Running Together During the Pandemic

Orchard Equipment Employee Working on Harvesting Machines During COVID-19 Pandemic

The coronavirus pandemic continues to be a challenging time for our communities. It’s also an extraordinary time as we witness the resilience of the human spirit coming together to support one another.

COE Orchard Equipment keeps food harvest running

Many John Deere engine customers manufacture equipment deemed essential during the pandemic and safely continue to provide for their customers. Among them is COE Orchard Equipment, Inc., of Live Oak, California, which manufactures harvesting machines for olives, peaches, prunes, almonds, pistachios, walnuts, and pecans. 

“Farmers count on our machines to help them harvest large acreages of nuts and fruits,” says the company’s human resource director, Carey Powell. “If a crop like pistachios falls to the ground and goes to waste, it not only hurts the local  economy, but it also affects the food supply. No matter what happens in the nation, everybody still has to eat.” 

Essential Ag

Fortunately, COE Orchard Equipment never missed a day of production when many other businesses closed. “Being in the essential ag sector, we are still working and have been from the beginning,” says Powell. “We did a risk assessment to determine if we could follow the state and national guidelines and keep people working safely and still accomplish the goal of getting food off the trees and into people’s homes. We stopped briefly and thought it over: If we were able to keep everybody safe, we were going to continue to push forward with what we do every day.”

“Being safe requires lots of extra steps, yet it’s all doable. It’s just a new process,” Powell continues. “Ultimately our goal is to keep everyone working and to supply our customers with the products they need to get the harvest done.”

CSX moves essential products

CSX railroad plays a critical role in responding to the ever-evolving needs of the population through rail, intermodal, and rail-to-truck transload services. The Class I railroad serves 23 states, the District of Columbia, and two Canadian provinces and has a broad array of markets including energy, industrial, construction, agricultural, and consumer products.

“CSX and our employees are proud to play a part in providing transportation of critical goods to consumers during this challenging COVID-19 pandemic,” says Ricky Johnson, vice president of engineering. “CSX is also taking the proactive measures that best keep our more than 20,000 employees and operations protected during these unprecedented times.”  

New technologies keep operations running

As manufacturing companies produce essential products, transportation companies also work hard to keep those products moving 24 hours a day during the pandemic.

CSX continues to invest heavily in infrastructure improvements and new technologies to ensure it can move freight safely and efficiently.
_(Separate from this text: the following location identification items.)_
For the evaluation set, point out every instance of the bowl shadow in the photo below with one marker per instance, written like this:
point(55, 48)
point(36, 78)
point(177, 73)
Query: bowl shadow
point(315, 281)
The company’s Bryan Park facility in Richmond, Virginia, manufactures John Deere-powered maintenance of way (MOW) equipment, including ballast regulators, tie handlers, brush cutters, and anchor applicators.

“From an equipment perspective, our number-one goal is to ensure equipment readiness for general track maintenance and rehabilitation,” says Johnson. “Our goal is to make sure that equipment reliability remains exceptionally high for supporting operations of both scheduled and unscheduled maintenance.”

A kind word and a helping hand

As the pandemic spreads around the globe, so do acts of kindness. Through its Pride In Service program, CSX teamed up with Operation Gratitude to deliver jumbo care packages and handwritten letters from grateful Americans to police, firefighters, and hospital workers.

CSX also partnered with The Conservation Fund to provide grants to nonprofit organizations that store and distribute fresh produce, meat, and dairy products to underserved communities.

Ultimately our goal is to keep everyone working and to supply our customers with the products they need to get the harvest done.